Фермер выглядит довольным. Очевидно, ему нравится чувствовать себя значимым. Он распахивает металлические дверцы, затем засовывает руку в карман и вытаскивает оттуда пакетик с зерном.
- Юпитер в помощь, - подмигивает мне Вишневский, высыпает на ладонь немного риса и кидает его в черный проем.
***
Надеяться на то, что табурет с водруженным на него тяжелым ящиком можно будет протащить по рыхлому грунту, не имея при этом в наличии даже самой примитивной карты местности, мог только сумасшедший. Поэтому, как только Вишневский закрывает за мной двери, тут же отпускаю табурет. Он быстро исчезает в темноте и через некоторое время где-то снизу раздается грохот. Надеюсь, спустившись, я обнаружу отломанное колесо или сиденье, тогда у  меня появится законное оправдание не тащить за собой эту бандуру.
Спуск проходит без происшествий и через несколько минут я натыкаюсь на отпущенный мной в свободное путешествие табурет. К несчастью, он цел. Нужно решить, оставить ли его здесь или же захватить с собой, в качестве эксперимента. Логичнее выбрать второй вариант, так как это может послужить хорошей тренировкой.
На то, чтобы выбраться на поверхность, у меня уходит около десяти минут. Теперь я, одинокая точка посреди фантастического пейзажа, стою на огромной платформе и не могу поверить, что у меня получилось.

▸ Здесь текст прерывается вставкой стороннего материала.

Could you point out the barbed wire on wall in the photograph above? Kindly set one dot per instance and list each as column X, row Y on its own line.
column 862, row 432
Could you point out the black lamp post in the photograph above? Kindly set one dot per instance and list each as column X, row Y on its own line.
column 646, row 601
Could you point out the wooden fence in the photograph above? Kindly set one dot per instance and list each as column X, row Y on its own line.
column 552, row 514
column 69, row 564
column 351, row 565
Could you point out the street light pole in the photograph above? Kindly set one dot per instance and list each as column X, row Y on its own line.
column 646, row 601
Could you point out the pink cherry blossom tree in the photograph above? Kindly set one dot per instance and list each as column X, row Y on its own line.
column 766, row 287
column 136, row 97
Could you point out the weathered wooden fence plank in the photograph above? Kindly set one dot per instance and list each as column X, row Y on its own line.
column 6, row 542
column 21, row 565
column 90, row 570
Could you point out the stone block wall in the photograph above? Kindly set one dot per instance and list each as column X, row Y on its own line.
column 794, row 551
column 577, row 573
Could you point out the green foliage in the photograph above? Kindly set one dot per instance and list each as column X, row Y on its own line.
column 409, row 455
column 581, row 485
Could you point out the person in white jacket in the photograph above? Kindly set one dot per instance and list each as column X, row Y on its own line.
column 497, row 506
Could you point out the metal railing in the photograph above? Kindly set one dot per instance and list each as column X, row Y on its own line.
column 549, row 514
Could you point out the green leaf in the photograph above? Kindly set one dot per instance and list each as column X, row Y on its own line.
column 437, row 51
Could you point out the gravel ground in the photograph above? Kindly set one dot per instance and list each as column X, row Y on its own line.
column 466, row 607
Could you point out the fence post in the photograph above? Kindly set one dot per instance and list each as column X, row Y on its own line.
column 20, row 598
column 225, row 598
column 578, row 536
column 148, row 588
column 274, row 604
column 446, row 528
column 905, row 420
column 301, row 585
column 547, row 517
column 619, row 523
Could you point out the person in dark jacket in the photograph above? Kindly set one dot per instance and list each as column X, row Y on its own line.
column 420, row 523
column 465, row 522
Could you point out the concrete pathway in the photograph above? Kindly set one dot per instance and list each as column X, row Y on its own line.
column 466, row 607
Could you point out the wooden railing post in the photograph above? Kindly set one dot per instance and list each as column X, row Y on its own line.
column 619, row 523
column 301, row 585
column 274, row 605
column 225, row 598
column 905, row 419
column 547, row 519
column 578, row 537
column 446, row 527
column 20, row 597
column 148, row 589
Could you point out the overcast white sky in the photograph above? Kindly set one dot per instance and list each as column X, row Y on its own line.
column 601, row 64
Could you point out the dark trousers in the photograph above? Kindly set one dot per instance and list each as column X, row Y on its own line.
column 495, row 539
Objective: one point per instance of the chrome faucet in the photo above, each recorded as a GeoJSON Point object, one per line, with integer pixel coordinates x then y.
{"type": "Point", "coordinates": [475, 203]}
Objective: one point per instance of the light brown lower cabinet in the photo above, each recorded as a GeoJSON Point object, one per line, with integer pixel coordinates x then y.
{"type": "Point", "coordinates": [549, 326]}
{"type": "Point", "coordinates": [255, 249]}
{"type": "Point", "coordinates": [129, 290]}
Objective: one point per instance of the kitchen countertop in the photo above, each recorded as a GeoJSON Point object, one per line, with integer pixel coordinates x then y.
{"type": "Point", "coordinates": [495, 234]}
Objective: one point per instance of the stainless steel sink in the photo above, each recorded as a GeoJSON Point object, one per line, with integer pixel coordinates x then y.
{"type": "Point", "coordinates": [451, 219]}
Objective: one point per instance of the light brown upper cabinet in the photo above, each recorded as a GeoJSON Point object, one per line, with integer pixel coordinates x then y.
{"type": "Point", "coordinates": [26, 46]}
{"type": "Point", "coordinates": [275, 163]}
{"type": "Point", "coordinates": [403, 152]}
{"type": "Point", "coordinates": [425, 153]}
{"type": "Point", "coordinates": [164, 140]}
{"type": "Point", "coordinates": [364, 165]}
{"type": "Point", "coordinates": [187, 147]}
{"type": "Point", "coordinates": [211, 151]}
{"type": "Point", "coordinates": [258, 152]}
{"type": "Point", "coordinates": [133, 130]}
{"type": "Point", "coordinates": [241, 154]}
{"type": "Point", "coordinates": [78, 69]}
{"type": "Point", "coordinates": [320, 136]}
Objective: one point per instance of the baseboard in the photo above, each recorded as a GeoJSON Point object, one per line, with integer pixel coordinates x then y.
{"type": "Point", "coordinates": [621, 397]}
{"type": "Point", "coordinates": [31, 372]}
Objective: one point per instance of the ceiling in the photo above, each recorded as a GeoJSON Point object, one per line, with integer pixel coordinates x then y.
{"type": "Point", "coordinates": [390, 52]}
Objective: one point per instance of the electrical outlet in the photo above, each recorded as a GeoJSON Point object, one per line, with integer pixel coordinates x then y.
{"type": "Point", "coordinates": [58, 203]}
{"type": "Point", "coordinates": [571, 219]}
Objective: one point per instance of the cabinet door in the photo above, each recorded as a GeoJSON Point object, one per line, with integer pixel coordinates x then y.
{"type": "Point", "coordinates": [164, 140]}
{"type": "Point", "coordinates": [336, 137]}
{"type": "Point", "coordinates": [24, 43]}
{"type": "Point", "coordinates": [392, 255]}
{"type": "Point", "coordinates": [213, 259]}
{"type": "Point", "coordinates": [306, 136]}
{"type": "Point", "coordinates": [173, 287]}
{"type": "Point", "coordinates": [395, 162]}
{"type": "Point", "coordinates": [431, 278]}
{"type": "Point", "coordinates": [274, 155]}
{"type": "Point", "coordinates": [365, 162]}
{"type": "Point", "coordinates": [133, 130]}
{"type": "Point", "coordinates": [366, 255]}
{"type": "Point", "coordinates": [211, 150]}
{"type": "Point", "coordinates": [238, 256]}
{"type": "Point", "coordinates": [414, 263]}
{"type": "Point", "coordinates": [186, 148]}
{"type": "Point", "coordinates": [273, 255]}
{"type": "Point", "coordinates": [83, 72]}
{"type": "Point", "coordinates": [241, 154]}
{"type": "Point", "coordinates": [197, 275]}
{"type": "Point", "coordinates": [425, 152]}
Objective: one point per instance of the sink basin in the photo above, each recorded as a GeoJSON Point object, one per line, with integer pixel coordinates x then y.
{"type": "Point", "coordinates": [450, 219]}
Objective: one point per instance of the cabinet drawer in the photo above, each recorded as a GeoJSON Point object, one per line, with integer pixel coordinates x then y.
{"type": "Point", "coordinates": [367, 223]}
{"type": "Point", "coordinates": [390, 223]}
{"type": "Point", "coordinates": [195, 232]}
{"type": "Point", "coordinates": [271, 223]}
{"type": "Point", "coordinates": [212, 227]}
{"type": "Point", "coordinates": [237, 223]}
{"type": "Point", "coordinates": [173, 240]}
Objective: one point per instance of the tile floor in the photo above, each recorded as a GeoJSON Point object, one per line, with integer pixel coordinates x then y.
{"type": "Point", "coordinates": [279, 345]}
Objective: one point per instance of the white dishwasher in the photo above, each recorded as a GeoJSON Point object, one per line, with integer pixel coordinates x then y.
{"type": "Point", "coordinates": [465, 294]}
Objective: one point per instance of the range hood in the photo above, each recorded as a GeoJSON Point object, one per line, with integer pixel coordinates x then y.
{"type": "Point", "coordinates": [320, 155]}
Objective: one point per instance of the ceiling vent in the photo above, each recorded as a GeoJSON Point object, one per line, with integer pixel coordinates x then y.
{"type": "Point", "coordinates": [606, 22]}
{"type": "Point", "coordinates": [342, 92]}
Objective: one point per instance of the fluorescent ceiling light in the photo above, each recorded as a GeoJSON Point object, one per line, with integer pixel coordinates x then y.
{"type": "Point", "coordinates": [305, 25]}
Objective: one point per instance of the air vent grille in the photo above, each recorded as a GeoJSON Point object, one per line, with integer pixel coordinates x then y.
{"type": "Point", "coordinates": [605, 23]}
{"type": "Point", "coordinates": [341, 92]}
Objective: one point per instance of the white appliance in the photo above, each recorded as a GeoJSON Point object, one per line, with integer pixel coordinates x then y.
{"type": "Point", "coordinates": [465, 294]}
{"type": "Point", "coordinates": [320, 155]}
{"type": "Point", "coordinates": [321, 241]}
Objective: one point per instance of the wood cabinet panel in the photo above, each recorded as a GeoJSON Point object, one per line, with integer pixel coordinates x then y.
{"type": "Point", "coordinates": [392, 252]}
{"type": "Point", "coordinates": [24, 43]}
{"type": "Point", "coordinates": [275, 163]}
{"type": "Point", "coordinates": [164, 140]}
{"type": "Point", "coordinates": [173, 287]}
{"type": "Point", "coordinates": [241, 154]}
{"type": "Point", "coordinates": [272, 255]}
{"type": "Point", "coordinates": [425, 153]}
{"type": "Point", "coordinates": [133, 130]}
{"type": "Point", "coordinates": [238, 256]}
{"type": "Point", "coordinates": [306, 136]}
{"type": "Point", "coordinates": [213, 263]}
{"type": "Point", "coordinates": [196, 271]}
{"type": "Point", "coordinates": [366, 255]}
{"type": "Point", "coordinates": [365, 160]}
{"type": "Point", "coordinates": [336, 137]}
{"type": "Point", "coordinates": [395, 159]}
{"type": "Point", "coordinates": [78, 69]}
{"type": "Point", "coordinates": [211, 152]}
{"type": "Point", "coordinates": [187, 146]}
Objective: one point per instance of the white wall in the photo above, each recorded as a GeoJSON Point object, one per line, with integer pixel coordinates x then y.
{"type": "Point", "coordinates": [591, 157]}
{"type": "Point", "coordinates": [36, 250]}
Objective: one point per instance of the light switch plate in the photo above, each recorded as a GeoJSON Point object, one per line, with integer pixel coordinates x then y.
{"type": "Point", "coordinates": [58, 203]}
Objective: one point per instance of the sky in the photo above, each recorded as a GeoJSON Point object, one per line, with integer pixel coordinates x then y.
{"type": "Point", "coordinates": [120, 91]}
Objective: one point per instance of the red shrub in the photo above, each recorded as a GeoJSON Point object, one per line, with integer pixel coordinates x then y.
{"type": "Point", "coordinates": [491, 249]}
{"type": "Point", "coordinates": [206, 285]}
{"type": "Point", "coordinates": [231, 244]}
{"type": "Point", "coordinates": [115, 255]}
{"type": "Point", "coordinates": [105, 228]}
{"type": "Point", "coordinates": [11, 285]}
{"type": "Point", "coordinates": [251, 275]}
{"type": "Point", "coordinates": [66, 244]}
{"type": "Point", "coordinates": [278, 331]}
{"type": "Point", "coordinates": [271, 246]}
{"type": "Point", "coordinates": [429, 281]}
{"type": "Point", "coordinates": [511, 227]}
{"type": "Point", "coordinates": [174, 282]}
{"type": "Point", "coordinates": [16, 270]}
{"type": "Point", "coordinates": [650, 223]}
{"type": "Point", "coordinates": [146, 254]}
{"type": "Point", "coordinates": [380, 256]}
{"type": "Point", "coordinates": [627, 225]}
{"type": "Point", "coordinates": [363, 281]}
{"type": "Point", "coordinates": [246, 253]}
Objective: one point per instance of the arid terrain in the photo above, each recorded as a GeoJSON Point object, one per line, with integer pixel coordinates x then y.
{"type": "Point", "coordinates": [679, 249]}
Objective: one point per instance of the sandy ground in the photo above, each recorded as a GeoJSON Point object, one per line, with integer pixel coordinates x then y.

Сложно справиться с эмоциями, когда впервые за долгие годы ощутил, что же на самом деле значит слово пространство.
Оказалось, мои переживания были напрасными: табурет довольно неплохо катится по поверхности, также нет особой необходимости и в карте, об отсутствии которой я переживал - местонахождение аппаратных выдают огромные мачты, буквально облепленные красными огнями.
Я устремляюсь к ближайшей антенне, развлекая себя мыслями о скорой расправе над Джеймсом. Главное – дождаться выходных, когда обитатели колонии соберутся на какой-нибудь кинопремьере. Придется немного огорчить зрителей и вместо очередного блокбастера перед самым началом сеанса вывалить на большой экран все грешки мерзкого старикана, прилепив в качестве бонуса сцену с избиением Вишневского. Как все это сделать, понятия не имею, разберусь потом, сейчас главное дотащить ящик. Не терпится увидеть лицо Джеймса, когда он узнает о случившемся...
Насладиться мечтами мешает табурет, который почему-то начал застревать. Приходится его постоянно выталкивать из ям, и я с ужасом представляю, что же будет, когда придется возвращаться обратно с грузом.
И все же несмотря на все трудности, я почти у цели, стою перед пыльным ангаром и слушаю стук своего сердца, красного и квадратного, спрятанного в двадцати метрах от меня под землей.
- Сезам откройся! - радостно кричу я, но ничего не происходит.
- Наверное, следует потянуть за ручку, - советует воображаемый Али-Баба.
Огромные створки ворот медленно разъезжаются в стороны, я толкаю перед собой табурет и делаю шаг навстречу новой свободной жизни. Сразу же загораются лампы, освещая путь к лифту.
Осталось спуститься в сокровищницу.
- Меня интересует красный ящик. Крайний справа от входа, - повторяю я слова Фишера.
Лифт останавливается. Некоторое время ничего не происходит.
- Неужели застрял... - шепчу я.
Наконец раздается тихое жужжание и двери открываются. Я уже готовлюсь шагнуть вправо, но в этом нет необходимости. Ни красных, ни коричневых, ни желтых, ни каких-либо других ящиков здесь нет. Передо мной лишь голые стены и несколько толстых кабелей, свисающих с потолка. В аппаратной пусто.